Signing Java desktop application

Question

I made a Java desktop application using Swing (myProg.jar). I currently package my application as .app for my Mac users, and I use InnoSetup to make a setup.exe file for my Windows users. I also provide a myProg.exe wrapper to launch myProg.jar.

Now, to get rid of SmartScreen and other protections from my users computers, I think that I need to sign my application. But the more I read about it, the more confusing it seems to me.

Can anyone clarify some of the following points for me?

1) What kind of certificate do I need exactly? Is there anyway to make it free or at least cheap?

2) What do I need to sign exactly? Should I sign the myProg.jar file, the .app file? The setup.exe? The myProg.exe wrapper? All of them?

3) Solved - How will it work when I will update my program and replace myProg.jar by a new version of myProg.jar?

Thanks a lot!

Answer 1

Your JDK should include tool called jarsigner. This tool lets you sign jar files for free.

1) The key you are using for signature need to be in java keystore (default .keystore) You can import keys to your keystore from .der format.

2) You can only sign .jar files

3) It will just overwrite old file with new signed one. Just like simple copy. No signature verification will be performed, unless your installer does so.

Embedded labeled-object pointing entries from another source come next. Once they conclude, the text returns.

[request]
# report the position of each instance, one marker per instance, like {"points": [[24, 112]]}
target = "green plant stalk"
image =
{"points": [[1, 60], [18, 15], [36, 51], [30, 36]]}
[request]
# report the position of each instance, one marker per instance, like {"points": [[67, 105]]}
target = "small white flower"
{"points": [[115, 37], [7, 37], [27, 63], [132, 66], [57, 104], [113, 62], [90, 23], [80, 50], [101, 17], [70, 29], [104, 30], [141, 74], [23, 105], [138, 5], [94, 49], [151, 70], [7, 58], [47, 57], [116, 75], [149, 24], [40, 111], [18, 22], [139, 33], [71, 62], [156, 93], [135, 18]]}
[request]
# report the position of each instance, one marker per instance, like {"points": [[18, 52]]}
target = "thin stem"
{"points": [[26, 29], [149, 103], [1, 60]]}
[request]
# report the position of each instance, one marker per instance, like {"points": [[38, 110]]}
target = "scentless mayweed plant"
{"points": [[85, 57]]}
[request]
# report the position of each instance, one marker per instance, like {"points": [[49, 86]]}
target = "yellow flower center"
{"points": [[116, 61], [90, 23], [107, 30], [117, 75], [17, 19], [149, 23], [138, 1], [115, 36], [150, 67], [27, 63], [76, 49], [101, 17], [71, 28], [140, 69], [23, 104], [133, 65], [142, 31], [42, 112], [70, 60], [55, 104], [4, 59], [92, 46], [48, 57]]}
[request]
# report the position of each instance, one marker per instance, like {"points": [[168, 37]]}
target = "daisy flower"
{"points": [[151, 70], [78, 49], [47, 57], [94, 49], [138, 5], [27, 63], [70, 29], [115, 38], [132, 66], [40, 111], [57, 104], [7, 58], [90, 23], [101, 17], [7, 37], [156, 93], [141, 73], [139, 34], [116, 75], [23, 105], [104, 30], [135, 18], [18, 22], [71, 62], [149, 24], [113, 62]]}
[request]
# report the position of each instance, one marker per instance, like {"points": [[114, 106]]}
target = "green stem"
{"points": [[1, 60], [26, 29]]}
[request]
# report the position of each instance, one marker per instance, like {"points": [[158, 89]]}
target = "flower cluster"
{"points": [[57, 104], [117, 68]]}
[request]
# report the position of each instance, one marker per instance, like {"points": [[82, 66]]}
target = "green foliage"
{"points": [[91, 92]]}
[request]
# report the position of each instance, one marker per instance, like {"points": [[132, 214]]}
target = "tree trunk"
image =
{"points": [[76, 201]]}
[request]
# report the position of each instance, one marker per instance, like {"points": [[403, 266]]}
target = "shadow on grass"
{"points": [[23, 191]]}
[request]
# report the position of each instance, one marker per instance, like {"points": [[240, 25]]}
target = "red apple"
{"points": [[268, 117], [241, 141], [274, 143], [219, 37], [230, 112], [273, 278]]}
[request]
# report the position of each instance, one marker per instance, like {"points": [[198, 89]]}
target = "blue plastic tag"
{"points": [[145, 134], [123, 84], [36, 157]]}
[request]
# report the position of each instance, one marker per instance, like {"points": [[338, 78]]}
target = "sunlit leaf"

Furthermore not every signature is the same. If you are for example trying to register crypto provider, then the signature signed by Oracle will be necessary to run it on Oracle JVM. see: https://docs.oracle.com/javase/8/docs/technotes/guides/security/crypto/HowToImplAProvider.html#Step6

example:

To generate key:

keytool -genkey -keyalg RSA -alias key_alias -keystore mystore.keystore -keysize 2048

To sign jar:

jarsigner -keystore mystore.keystore -tsa http://tsa.safecreative.org MyJARFile.jar key_alias_from_keystore

To verify the signature:

jarsigner -verify jar-file

I'm not sure this will solve our problem. Overall what you need to do is the sign os executable. In this case .exe and .app

A possible solution is to sign the executable of your app wrapper(in case of windows .exe). To do so, see: https://msdn.microsoft.com/en-us/library/aa387764.aspx

In you are using Unix based system I would try to run Mono's sign tool. see mono doc on "signcode" (I can not provide link, not enough rep)

This should get rid of "Unknown Publisher" message, but unless you can get OS developer to sign your certificate some message will be shown to the user.